What’s in this newsletter:
What is the standard of care? As a patient, why does it matter?
Establishing (re-designing morning & evening rituals)
Nerd fact of the week - Research on habit formation
What’s next: Paula Kim’s podcast as a caregiver to pancreatic cancer patients
What is the standard of care? As a patient, why does it matter?
Last week we interviewed Patrick Delaney, the Executive Director of the NCCN Foundation. Pat joined the NCCN team in 2021 and is a well-rounded professional with over 30 years of experience in management, strategic planning, sales, change management, government relations, fundraising and constituent care.

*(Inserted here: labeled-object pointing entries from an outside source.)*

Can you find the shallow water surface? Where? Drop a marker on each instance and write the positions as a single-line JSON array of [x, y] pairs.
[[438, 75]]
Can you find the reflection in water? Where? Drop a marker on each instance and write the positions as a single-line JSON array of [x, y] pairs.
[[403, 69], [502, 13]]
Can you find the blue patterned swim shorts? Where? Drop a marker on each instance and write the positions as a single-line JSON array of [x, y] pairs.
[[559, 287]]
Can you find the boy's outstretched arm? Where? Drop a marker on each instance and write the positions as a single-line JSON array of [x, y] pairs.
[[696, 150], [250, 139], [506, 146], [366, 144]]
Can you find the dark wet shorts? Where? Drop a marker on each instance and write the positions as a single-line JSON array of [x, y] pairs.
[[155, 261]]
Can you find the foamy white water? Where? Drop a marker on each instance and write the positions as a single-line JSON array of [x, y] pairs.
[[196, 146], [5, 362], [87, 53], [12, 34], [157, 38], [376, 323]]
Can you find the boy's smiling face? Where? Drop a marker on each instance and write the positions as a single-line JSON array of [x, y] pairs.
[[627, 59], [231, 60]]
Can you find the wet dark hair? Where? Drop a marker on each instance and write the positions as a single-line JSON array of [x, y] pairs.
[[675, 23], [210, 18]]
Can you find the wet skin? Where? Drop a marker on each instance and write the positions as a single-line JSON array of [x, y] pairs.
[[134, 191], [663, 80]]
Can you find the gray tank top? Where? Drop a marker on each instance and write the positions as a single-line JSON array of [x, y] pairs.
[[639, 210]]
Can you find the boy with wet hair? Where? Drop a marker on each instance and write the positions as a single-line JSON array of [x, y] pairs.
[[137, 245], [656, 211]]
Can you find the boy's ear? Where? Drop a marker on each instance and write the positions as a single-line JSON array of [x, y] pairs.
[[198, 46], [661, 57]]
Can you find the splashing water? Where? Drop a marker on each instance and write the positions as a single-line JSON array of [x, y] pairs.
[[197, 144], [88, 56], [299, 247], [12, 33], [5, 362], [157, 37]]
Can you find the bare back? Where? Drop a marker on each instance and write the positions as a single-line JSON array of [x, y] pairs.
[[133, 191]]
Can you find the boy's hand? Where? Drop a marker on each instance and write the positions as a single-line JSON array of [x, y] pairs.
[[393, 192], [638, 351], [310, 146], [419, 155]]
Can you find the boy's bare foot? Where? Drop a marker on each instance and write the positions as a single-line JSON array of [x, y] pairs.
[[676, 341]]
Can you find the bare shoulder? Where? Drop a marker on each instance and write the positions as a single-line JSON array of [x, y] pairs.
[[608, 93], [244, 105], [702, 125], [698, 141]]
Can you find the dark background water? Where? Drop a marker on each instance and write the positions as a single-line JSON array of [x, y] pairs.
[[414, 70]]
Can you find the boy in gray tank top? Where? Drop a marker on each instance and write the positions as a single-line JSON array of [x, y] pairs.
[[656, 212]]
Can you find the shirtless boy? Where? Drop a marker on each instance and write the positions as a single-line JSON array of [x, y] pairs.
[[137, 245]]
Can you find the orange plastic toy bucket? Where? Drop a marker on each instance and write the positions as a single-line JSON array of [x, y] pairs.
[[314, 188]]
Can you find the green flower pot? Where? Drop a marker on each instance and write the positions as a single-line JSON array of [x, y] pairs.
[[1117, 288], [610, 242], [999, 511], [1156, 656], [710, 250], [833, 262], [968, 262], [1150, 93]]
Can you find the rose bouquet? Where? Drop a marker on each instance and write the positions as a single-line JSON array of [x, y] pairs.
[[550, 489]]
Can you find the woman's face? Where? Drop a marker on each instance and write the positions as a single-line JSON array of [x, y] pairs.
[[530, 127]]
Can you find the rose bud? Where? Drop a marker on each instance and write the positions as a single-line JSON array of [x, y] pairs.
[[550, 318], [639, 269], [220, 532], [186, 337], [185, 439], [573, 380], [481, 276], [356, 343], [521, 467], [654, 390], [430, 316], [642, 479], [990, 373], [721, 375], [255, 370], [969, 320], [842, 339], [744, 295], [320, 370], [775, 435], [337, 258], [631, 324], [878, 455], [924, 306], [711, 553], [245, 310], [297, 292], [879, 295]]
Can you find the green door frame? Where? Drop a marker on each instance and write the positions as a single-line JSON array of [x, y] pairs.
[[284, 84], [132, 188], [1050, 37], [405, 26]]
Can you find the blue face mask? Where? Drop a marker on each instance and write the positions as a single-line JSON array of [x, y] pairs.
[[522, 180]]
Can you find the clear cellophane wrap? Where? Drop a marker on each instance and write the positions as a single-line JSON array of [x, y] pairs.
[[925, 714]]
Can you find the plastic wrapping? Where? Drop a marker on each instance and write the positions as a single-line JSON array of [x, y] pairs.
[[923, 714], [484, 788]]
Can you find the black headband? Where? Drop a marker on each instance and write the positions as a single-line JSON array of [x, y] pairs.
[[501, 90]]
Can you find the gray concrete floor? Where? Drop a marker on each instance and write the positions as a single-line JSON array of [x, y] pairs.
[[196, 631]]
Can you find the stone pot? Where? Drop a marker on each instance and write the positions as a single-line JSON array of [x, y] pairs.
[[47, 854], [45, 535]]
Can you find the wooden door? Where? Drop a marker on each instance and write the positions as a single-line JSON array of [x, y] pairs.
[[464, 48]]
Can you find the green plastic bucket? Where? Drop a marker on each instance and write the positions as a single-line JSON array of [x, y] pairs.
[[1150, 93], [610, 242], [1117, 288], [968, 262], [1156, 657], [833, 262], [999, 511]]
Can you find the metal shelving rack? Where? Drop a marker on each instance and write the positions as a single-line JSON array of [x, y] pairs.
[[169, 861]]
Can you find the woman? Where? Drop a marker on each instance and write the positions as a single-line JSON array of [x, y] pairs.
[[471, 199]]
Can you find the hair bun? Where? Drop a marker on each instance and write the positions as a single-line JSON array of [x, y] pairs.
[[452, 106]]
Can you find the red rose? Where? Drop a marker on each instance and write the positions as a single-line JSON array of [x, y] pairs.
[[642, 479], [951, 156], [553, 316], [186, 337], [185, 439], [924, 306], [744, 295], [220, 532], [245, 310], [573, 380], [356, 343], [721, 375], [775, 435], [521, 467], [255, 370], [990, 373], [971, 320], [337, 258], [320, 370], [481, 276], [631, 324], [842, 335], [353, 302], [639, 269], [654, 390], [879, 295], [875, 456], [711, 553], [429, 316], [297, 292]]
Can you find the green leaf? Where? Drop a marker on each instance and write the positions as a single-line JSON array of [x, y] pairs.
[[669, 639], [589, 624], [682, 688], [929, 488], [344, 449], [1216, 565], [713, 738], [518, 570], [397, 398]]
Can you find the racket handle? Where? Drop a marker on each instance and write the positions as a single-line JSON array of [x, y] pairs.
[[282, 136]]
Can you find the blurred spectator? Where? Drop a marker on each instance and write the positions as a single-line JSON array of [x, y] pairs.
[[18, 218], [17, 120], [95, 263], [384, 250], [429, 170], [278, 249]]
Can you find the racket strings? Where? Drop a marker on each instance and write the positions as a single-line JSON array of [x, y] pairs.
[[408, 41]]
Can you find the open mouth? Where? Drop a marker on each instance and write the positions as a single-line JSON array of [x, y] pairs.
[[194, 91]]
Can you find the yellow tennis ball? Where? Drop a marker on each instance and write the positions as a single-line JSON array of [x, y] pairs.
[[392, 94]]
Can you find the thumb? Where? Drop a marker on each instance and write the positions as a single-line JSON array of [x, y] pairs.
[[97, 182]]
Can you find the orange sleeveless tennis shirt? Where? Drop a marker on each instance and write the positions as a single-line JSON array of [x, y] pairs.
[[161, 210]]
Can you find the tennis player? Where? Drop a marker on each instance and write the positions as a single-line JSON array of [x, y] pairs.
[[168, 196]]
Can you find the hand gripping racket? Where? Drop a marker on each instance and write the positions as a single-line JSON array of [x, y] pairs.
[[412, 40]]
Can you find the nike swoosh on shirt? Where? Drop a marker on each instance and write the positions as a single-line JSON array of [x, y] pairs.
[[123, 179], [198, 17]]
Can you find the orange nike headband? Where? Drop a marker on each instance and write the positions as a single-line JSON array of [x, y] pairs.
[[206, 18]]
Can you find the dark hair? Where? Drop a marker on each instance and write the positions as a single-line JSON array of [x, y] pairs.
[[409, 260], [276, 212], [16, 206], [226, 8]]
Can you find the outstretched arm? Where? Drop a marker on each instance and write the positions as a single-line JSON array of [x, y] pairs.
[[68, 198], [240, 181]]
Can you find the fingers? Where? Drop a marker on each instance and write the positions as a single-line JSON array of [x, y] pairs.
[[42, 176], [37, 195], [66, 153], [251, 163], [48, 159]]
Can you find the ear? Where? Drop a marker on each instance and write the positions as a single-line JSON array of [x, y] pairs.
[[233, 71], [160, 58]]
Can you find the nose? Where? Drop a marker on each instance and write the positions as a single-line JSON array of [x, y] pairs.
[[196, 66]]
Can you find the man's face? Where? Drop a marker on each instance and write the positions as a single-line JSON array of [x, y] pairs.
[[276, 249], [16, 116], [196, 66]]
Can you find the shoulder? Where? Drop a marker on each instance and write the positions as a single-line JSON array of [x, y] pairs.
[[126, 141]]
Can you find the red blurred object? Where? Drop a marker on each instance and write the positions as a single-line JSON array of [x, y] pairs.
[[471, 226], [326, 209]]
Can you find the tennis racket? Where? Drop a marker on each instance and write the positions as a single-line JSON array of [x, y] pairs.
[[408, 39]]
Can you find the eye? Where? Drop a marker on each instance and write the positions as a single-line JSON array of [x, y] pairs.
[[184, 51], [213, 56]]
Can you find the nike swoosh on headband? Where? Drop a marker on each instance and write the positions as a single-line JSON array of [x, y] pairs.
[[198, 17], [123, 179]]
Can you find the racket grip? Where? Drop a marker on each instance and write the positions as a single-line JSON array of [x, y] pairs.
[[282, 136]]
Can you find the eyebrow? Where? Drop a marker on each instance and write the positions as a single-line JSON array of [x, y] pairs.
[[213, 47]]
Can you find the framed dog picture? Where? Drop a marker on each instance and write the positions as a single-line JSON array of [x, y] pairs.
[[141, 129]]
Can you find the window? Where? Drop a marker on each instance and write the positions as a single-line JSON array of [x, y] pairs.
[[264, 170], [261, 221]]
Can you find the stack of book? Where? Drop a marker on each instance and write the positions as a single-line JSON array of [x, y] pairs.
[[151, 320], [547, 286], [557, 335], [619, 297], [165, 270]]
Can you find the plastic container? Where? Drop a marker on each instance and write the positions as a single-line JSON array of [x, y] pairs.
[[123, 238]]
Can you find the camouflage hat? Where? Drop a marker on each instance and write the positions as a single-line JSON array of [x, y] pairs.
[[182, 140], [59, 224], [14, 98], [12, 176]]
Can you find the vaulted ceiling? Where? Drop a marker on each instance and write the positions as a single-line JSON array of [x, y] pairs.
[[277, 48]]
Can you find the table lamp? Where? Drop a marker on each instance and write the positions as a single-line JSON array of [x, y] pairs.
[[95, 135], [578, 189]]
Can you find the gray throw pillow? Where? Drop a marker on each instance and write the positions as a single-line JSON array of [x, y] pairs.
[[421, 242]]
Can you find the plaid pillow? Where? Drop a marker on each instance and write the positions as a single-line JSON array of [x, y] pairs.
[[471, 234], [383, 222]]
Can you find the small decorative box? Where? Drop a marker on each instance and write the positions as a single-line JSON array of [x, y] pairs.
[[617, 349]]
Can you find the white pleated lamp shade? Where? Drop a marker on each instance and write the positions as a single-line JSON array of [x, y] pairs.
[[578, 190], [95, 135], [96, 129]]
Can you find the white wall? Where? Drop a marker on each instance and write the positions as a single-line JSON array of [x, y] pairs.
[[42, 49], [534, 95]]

The key takeaways from our podcast are:
The NCCN clinical practice guidelines are used by oncologists worldwide and downloaded more than 13 million times.
The NCCN Foundation adapts these guidelines so the language and presentation can be understood by someone without medical training.
This understanding empowers patients and caregivers to ask pointed questions to their healthcare team.
These resources are FREE OF CHARGE for patients at nccn.org/patients.
Establishing (re-designing) morning rituals
On January 10th, 2020 I was formally diagnosed with breast cancer. I had known a few weeks prior that it was coming, and yet, that phone call is akin to a sucker-punch that knocks the wind out of you. After a few hours of recovery from that punch, my brain started to plan. Somewhere deep within my unconscious the hunt for the new normal began. Chemotherapy started soon enough, and my life was jolted into a 3 week cycle. I insisted that chemo begin on a Friday, so I’d have the weekend to recover. Thus, in February 2020, my physical body began to cycle. Get hit on a Friday, and for the next 3 weeks my body would break, recover, heal, and get back up for the next wave. Thus began my need for new rituals. It started with the morning ritual. The need to take care of my body and my mind. There was a flurry of trying to establish new regimens to take care of myself. These weren’t one-off activities, but ones that would repeat for days, weeks, months and years.
At first, it was the medications that drove it. Very quickly I added a series of activities that supported (almost) all parts of my body. I’d start with my head and go down to my toes. I massaged ointments, oils, balms, and lotions, took oral medications, and bathed in epsom salts, etc. Then I added in the need to take care of my mind. I started meditating, and doing yoga.
Over the last two years, the specifics of my morning ritual have evolved and morphed. Which part of my body I give special attention to has changed. The need for the ritual has remained.
This month, I find myself once again redesigning my morning ritual. Here is where I’ve landed.
There you have it, my revised, re-designed morning ritual for the second half of 2022. Some are experiments, others continuation of habits from the past, and some are just for pleasure.
The morning ritual has become a sacred part of my day. Days I miss it, I struggle. I struggle because the morning rituals center me. They ground me, and my family. Some days it feels like a lot of time to dedicate to “non-work”, but I have come to realize that without my morning rituals I feel sluggish, overwhelmed, and off-kilter. My morning rituals didn’t start from a productivity-hack, it started from a place of necessity. It has, not surprisingly, become essential to my productivity. When I start feeling off-balance, the first thing I look at is how well have my morning rituals been? I start there. If I can fix one thing, it’s the morning ritual.
Respond to this and tell us what your morning rituals are? What are some activities that are a part of your morning ritual?
Nerd fact of the week
We’ve summarized one of the lessons from James Clear’s book called Atomic Habits.
Here are some tips & tricks for anyone trying to change behavior.
Let’s take the example of establishing a workout regimen. Clear suggests the following principles:
Make it obvious: Your alarm goes off, and your workout gear is prepped, by your bed.
Make it attractive: Combine it with something you enjoy, such as listening to your favorite podcast
Make it easy (and achievable): Start with a small goal, maybe running for 5 minutes?